As you know, I made two by now but I'm a tad disappointed by the shine. It came out matter than I wanted.

How do you folks polish the material?

I wet sanded with 320 and 400, then wet micromeshed to 12000. It wasn't shiny enough for me. I then used Hut's Plastic Polish.  It has a nice lustre but lacks shinyness.

Maybe I didn't Micromeshed it long enough. About 30-45 seconds each grit.

Tips?


----------



## randbcrafts (Mar 13, 2009)

Louis, don't know if this will help you much but here is the link to how I turn the tru-stone blanks. http://www.randbcrafts.com/turningtru-stone.html Some of the colors are more difficult to get a good shine on than others. The chilean lapis that you turned is one of them. You may try ren wax as a final finish to get a little more shine.

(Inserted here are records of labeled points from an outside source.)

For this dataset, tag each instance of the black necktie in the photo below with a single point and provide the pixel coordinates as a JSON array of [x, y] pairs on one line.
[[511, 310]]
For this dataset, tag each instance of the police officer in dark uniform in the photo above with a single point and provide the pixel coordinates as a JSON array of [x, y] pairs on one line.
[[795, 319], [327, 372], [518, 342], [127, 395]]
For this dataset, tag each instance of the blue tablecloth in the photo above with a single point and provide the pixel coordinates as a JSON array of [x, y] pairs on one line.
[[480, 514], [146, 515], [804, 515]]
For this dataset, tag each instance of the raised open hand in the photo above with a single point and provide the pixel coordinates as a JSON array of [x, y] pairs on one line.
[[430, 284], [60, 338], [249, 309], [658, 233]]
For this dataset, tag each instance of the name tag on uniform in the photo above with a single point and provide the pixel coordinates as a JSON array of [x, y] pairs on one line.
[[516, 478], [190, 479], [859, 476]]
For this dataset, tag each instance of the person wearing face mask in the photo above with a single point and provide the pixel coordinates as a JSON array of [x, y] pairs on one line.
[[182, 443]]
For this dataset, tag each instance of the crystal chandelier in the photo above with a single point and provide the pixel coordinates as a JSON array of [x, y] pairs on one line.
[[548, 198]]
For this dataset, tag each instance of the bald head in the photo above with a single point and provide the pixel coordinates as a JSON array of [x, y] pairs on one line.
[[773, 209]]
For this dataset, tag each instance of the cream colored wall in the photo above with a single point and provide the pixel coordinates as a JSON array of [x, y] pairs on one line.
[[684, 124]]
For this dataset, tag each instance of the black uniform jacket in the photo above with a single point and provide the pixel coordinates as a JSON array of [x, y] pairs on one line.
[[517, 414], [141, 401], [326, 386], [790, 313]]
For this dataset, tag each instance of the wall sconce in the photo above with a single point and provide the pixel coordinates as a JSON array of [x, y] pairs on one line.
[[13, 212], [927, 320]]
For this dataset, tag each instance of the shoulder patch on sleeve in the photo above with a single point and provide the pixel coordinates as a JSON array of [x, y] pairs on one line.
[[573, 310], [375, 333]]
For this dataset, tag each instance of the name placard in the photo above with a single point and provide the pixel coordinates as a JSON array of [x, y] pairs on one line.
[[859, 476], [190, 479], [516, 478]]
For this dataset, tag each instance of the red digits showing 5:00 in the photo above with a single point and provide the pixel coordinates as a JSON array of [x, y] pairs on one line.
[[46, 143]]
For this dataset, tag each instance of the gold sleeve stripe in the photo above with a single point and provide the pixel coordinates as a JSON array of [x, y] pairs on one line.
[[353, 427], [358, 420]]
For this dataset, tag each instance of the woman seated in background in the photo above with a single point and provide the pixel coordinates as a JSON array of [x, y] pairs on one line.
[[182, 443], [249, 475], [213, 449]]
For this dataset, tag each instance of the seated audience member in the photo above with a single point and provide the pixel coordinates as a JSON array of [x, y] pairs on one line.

Buffing on a buffing wheel may be a better way to go, although I don't have a wheel to try it out on.


----------



## OKLAHOMAN (Mar 13, 2009)

I agree with Richard that the Chilean Lapis is a little harder to get a "shine" on but I will after M&Ming to 12000 use Brasso,then Maguires scratch remover and then Maguires auto plastic polish, hit it on the buffer white diamond, and get a very nice shine.


----------



## babyblues (Mar 13, 2009)

Buffing wheels are definitely the way to go.  Wet sand up to 600, then buff with tripoli, white diamond and I finish with blue rouge to polish it right up like glass.


----------



## george (Mar 13, 2009)

I was pleased with a shine made by wet sending up to 12000 MM and than buffed with white diamond.


----------